Meski sudah ada tuntunan yang secara dari Nabi Muhammad SAW, belum serta merta tuntunan itu akan segera dipraktikkan oleh umat, karena kebiasaan lama masih demikian melekat. Sebagai bagian dari faset kebudayaan, maka adat kebiasaan yang telah melekat akan mengalami perubahan melalui proses internalisasi yang cukup lama, mulai dari pengenalan, pemahaman, pembiasaan, sampai dengan pengamalan. Dengan demikian, jika kebiasaan itu memang dinilai tidak rasional lagi dan yang paling penting adalah karena kurang atau bahkan tidak sesuai dengan tuntunan Nabi Muhammad SAW, maka tidak akan serta merta kebiasaan itu akan berganti. To make one understand is the most difficult. Mengapa? Karena membuat orang lain mengerti adalah pekerjaan yang paling sulit.
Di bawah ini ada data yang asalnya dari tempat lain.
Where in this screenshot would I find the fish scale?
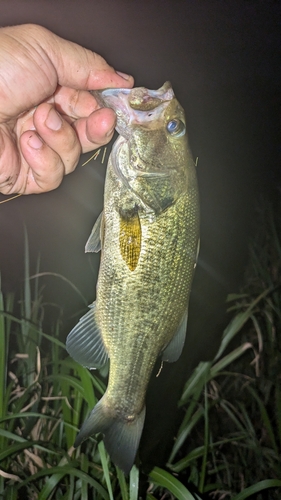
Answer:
[67,83,199,473]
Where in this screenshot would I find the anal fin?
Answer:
[162,311,187,363]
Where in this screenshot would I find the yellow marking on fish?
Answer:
[119,214,141,271]
[0,194,22,205]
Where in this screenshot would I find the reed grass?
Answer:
[0,197,281,500]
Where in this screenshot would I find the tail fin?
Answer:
[74,397,145,474]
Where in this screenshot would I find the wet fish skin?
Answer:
[67,83,199,473]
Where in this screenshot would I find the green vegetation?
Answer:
[0,206,281,500]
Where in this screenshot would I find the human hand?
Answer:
[0,24,133,194]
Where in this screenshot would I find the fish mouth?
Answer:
[94,81,174,111]
[91,82,175,134]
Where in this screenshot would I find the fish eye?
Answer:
[167,118,185,137]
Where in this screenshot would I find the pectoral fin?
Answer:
[85,212,104,253]
[66,302,108,369]
[162,311,187,363]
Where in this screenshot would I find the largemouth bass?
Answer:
[66,82,199,473]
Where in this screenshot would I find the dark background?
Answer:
[0,0,281,464]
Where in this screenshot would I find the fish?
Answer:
[66,82,199,474]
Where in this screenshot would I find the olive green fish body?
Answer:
[67,83,199,472]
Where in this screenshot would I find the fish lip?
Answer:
[96,81,174,101]
[90,81,174,113]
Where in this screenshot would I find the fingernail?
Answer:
[27,134,43,149]
[116,71,131,80]
[45,108,62,130]
[105,127,115,137]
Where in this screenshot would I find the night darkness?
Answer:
[0,0,281,474]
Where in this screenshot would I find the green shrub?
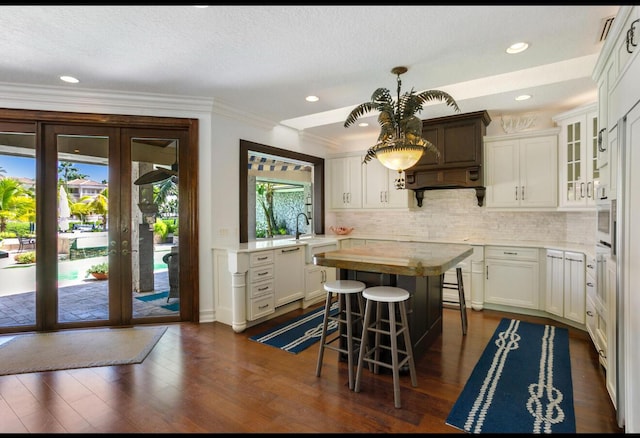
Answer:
[87,262,109,275]
[13,251,36,265]
[153,219,169,241]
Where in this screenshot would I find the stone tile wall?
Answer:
[326,189,596,245]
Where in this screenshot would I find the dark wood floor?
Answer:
[0,309,622,433]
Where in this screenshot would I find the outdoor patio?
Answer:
[0,242,180,327]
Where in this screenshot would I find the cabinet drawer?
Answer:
[249,251,273,266]
[247,294,276,321]
[249,280,274,298]
[249,265,273,284]
[485,246,538,261]
[585,257,598,281]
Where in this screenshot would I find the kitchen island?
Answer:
[313,241,473,358]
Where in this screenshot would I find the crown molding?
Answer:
[0,82,213,116]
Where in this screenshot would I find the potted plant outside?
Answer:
[87,262,109,280]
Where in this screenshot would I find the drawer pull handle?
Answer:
[625,18,640,53]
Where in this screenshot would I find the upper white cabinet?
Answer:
[362,160,414,208]
[484,129,558,209]
[327,155,363,209]
[553,103,600,209]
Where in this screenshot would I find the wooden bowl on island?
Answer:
[329,227,353,236]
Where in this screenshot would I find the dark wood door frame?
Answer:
[0,108,200,330]
[238,139,324,243]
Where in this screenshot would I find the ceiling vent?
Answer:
[598,15,616,43]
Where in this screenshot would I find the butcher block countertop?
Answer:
[313,241,473,277]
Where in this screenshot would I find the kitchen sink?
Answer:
[291,235,338,264]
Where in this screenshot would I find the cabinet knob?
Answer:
[598,128,607,152]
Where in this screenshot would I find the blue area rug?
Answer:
[446,318,576,433]
[249,301,338,354]
[136,290,180,312]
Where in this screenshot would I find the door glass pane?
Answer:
[131,137,180,318]
[57,135,109,323]
[0,128,37,327]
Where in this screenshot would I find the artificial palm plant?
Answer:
[344,67,460,172]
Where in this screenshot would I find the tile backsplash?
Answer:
[326,189,596,245]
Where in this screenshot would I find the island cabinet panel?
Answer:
[339,269,442,358]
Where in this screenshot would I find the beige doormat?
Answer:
[0,327,167,376]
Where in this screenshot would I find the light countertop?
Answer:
[214,233,596,258]
[313,241,473,277]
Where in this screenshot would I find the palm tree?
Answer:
[58,161,89,185]
[0,178,35,232]
[256,183,278,237]
[344,67,460,164]
[80,188,109,229]
[153,177,178,215]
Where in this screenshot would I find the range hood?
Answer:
[405,111,491,207]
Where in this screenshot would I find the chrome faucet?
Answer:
[296,213,309,240]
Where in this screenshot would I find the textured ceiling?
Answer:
[0,5,618,143]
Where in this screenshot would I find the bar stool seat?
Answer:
[316,280,367,389]
[354,286,418,408]
[441,263,467,335]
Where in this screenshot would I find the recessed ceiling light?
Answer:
[60,76,80,84]
[507,42,529,55]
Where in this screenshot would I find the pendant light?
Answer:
[344,66,460,189]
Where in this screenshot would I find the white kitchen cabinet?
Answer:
[600,123,618,199]
[273,245,305,307]
[484,246,540,310]
[362,160,414,208]
[545,249,564,316]
[302,240,339,309]
[585,253,608,369]
[553,103,600,210]
[303,264,336,307]
[545,249,585,324]
[605,256,618,406]
[484,129,558,209]
[246,251,275,321]
[327,155,363,210]
[564,251,585,324]
[442,245,484,310]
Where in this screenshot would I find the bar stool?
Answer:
[316,280,367,389]
[440,263,467,335]
[354,286,418,408]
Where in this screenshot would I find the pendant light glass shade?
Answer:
[376,146,424,172]
[344,66,460,188]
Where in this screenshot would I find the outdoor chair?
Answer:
[18,237,36,252]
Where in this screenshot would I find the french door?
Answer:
[0,109,197,332]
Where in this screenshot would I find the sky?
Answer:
[0,155,109,182]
Secara bertahap dewasa ini sudah mulai banyak orang yang telah menggunakan ungkapan yang diberikan tuntunan oleh Rasulullah. Atau setidaknya telah mulai digunakan kedua-duanya, seperti yang telah dilakukan oleh Prof. Dr. Quraish Shihab dalam acara Ramadan. Namun, kenyataan menunjukkan bahwa yang justru masih banyak lagi adalah justru yang belum mengenal tuntunan Nabinya sendiri. Umat lebih suka menggunakan kebiasaan umum, yang sudah biasa digunakan, meski kebiasaan itu sama sekali tidak mempunyai landasan yang kuat untuk digunakan. Itulah kenyataannya. Itulah kondisi faktual pemahaman dan pengamalan agama Islam umat ini. Padahal tidak ada agama yang lebih tinggi selain Islam. Tetapi, karena pengalaman agamanya lebih karena kebiasaan belaka, tanpa pemahaman yang kuat, maka keimanan umat masih sangat jauh dari kuat. Kalaupun kuat, maka kekuatan keyakinan tersebut sebenarnya merupakan kekuatan sementara yang sifatnya emosional belaka, bukan keyakinan yang dilandasi oleh pemahaman yang mendalam, termasuk pemahaman kita tentang Bahasa Arab, yang memang belum menjadi bahasa kedua kita.
Akhir Kata
Ada orang yang mengatakan bahwa tugas wali songo untuk mengislamkan seluruh umat, khususnya umat Islam, memang belum tuntas. Jika sepeninggal Nabi Muhammad SAW, para sahabat Nabi secara kultural mempunyai tugas nubuwah meneruskan estafet Nabi Muhammad SAW, lalu siapa yang harus meneruskan tugas nubuwah itu setelah sahabat meninggalkan kita? Jawaban yang pasti akan tugas kita semua, tanpa terkecuali. Mudah-mudahan amal kita selama bulan Ramadan bernilai ibadah yang diterima Allah SWT, sehingga kita dapat mencapai prestasi sebagai umat yang bertaqwa. Amin.